A few years ago, legislation was introduced by Senator John Burton, a powerful legislator, and it passed into law, that requires California Associations to remove all discriminatory language from the governing documents (which include rules). [SB 1148] Since that time, knowledgeable California attorneys have encouraged Associations to get their governing documents reviewed. Clauses or rules like that stated above may seem harmless to some Boards that are dealing with out-of-control children; however, the language can lead to discrimination claims. Clauses that prohibit renting to persons other than "single families" or that limit occupancy to a "single family", adopted because of an experience with 12 people living in a 2 bedroom condo may seem harmless but can lead to a discrimination claim. A simple change of a rule to state "There is no playing, climbing trees, bike riding or ... in the common area" is more easily defensible because it applies across the board, from children who want to dig in the dirt, to thirty-somethings who want to toss a frisbee or football in the common area. A change from "Owners are responsible for the conduct of their children" to "Each Owner is responsible for the conduct of their family members, tenants ... etc." is a simple way to get the results wanted with alternate language that will not trigger a discrimination claim. So, Boards do not have to give up on reasonable rules, they just have to think differently (try the perspective of minimizing risk of legal action against the association - which should be a part of any risk assessment analysis conducted by a Board).

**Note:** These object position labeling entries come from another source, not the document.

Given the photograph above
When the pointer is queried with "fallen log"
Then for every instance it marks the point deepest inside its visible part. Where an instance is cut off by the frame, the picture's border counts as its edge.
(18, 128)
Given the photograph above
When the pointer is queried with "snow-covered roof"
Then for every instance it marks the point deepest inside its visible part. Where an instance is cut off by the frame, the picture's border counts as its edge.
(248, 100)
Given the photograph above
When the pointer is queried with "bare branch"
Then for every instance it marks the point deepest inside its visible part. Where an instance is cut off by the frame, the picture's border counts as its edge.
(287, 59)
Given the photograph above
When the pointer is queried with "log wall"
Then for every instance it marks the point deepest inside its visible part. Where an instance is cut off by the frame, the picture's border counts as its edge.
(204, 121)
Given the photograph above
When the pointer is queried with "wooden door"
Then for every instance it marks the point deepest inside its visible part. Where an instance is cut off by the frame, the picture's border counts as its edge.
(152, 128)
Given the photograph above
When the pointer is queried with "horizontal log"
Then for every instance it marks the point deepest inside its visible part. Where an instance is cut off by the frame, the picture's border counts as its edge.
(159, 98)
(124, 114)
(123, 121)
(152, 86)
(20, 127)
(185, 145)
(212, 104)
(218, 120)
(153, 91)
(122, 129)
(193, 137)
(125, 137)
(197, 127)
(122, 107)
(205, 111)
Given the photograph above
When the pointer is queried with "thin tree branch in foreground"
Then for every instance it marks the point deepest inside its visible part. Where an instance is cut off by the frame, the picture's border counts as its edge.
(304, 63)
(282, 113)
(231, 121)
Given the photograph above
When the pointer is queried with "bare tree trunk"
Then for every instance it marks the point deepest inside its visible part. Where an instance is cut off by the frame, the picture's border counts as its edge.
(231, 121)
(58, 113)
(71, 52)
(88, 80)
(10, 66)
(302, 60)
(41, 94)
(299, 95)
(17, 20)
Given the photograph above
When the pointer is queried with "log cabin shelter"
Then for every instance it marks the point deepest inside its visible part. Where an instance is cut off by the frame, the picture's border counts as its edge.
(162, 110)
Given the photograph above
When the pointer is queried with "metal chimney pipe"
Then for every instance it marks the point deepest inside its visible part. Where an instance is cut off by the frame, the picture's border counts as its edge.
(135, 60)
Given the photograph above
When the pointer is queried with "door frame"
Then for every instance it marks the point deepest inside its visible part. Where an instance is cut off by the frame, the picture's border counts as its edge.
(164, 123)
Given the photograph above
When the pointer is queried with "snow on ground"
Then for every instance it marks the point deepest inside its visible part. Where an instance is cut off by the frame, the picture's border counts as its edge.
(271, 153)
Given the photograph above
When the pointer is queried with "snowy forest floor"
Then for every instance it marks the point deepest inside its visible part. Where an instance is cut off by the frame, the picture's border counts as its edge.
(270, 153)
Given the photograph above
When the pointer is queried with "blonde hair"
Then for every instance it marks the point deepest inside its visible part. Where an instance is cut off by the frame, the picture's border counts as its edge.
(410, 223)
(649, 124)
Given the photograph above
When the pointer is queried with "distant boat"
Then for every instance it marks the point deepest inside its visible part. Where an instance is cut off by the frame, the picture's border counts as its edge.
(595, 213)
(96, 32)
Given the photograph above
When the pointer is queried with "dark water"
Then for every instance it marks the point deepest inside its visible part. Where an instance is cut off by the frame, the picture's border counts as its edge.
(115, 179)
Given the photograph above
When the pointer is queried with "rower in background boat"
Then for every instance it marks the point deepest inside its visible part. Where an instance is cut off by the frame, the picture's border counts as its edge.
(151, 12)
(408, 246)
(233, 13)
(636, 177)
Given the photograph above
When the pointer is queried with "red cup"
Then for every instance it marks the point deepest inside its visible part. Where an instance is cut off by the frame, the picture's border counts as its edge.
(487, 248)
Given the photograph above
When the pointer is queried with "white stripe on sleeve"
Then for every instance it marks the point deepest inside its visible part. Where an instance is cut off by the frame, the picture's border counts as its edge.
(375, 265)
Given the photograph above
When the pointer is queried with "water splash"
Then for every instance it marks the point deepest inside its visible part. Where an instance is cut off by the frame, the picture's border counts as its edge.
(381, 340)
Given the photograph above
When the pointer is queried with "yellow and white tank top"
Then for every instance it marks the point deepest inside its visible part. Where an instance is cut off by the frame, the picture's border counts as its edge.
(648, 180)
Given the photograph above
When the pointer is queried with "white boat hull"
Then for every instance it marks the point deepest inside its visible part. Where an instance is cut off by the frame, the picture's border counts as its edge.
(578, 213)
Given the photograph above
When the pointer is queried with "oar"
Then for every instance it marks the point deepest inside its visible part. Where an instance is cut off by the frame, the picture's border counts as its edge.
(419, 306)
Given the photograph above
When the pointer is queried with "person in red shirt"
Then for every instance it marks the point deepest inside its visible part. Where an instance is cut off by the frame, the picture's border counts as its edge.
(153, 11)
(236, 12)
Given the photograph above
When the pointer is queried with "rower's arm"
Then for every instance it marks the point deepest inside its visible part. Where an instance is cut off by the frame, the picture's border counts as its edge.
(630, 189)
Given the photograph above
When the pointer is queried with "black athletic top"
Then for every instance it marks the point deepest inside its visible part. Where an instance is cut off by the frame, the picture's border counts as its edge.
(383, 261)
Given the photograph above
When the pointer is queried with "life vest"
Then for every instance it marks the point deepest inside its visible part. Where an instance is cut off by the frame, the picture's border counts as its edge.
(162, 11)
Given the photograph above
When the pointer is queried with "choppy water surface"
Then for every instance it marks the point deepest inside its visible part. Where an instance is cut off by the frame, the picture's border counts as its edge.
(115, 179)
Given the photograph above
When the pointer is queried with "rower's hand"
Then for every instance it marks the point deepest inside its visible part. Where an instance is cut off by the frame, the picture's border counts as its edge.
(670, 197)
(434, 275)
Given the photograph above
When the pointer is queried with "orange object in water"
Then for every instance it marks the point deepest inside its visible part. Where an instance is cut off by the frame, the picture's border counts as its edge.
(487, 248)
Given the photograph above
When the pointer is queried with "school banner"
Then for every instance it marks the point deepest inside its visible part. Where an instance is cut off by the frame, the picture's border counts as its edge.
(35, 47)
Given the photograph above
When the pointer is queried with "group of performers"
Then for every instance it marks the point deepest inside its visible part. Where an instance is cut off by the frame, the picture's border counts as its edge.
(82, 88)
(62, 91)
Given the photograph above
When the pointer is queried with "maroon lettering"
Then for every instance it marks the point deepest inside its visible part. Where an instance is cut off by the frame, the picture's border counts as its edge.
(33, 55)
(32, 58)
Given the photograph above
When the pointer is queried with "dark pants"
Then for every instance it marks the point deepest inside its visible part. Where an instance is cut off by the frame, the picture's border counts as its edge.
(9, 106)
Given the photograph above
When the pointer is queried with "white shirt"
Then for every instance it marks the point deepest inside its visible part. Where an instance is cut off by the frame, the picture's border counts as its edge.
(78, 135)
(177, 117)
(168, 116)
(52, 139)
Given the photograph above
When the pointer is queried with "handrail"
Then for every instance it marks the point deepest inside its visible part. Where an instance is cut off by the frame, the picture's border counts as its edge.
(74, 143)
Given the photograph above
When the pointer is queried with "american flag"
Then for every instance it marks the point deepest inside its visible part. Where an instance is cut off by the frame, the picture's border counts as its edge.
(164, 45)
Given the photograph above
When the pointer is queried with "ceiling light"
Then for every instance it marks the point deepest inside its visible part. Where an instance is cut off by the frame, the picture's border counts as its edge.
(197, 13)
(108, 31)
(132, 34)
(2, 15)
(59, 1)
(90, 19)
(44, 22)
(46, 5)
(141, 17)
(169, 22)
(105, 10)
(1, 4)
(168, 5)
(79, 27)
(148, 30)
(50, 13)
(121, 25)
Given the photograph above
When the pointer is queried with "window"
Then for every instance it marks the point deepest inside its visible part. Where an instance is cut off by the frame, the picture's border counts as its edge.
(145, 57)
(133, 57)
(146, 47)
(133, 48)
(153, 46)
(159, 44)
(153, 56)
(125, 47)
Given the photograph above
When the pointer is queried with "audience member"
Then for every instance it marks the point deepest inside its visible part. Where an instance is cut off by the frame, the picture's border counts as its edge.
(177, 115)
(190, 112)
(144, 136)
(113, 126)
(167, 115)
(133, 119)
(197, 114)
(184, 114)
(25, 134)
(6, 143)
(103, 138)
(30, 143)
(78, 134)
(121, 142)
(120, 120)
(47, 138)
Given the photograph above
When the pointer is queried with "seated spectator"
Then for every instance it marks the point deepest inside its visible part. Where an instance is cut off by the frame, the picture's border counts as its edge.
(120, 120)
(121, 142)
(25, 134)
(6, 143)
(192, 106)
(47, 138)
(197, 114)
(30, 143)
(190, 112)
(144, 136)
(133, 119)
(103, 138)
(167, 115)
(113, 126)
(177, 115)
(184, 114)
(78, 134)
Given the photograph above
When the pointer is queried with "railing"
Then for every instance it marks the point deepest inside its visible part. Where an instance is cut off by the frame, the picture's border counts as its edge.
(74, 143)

An Association can be held guilty of discrimination simply for failure to remove discriminatory language. Check out http://www.californiacondoguru - for more on this -and review articles and FYIs on this topic. At the height of discussion on this - around the time the legislation was proposed and for a year or two thereafter, there were a lot of alerts sent out and many Associations did send in the documents to attorneys and receive letters for their files either blessing the documents or outlining the appoach to take with regard to potentially discriminating language. But after the initial storm of interest, the volume of review projects dropped off to nothing. Perhaps because there was no ongoing alert of this problem. Perhaps managers dropped this from the checklist of possible document issues for Associations, perhaps Boards became resistent to paying legal fees for the review and letter. Some advised that Boards could wait until an Owner or resident, or the City or County sent a letter about the language, and assumed they could clean it up before the Department of Housing got involved. The statute allows a Board 30 days to get rid of the language once notice is given.

However, times change. This year AB 394 was introduced in California because the legislator introducing it does not feel that the Burton Bill resolved the issue of eradicating discriminatory language in CC&Rs. If this bill passes, Owners will be able to strike language from CC&Rs and rerecord them, thereby superseding prior documents and rendering them null and void. Common Interest Developments are excluded but it still applies to any CC&Rs for developments that do not have an Association. Absolutely, this carries with it a number of serious problems if an Owner can disrupt the priorities established for CC&Rs, but aside from that, it illustrates the desperation of legislators to eradicate discriminatory language from CC&Rs. This recent move by the Department of Fair Housing, if it is true, may have been triggered by this renewed interest in removal of discriminatory language in CC&Rs.

Now, if it is true that the Department of Fair Housing has people "surfing the web" for potential violations, it is time to put this back on the "top burner" and keep it there, until your association has been "blessed". I realize it seems a bit self-serving for an attorney to be encouraging Boards to seek a legal "review", but truly, it is worse to be caught with your pants down! Defending a discrimination complaint is much more expensive and frustrating than taking care of business up front that needs to be taken care of. Since more and more associations are publishing rules and regulations on the web for all to see (which by the way I am not in favor of), there is much more exposure to liability for an innocent oversight. And be advised that a complaint might come from an owner or tenant within the development, even if the Fair Housing Department does not find anything interesting on the web. And if your Association receives a complaint or request FROM ANYONE that suggests there is discriminatory language in any of the Association governing documents, get help from a knowledgeable CID attorney (don't go to your family law or estate attorney for this, or even a real estate attorney with no specific CID credentials!)immediately! This is serious business!!

Get thee to the website and check it out. If you read my blogs, you know I believe in preventive law. If you do not take measures to avoid a discrimination claim, and the Association does receive a Fair Housing Complaint letter, you will have to pay not only for a full review, and advice of what to correct, but also to defend and satisfy the Fair Housing Department requirements, which can be quite severe.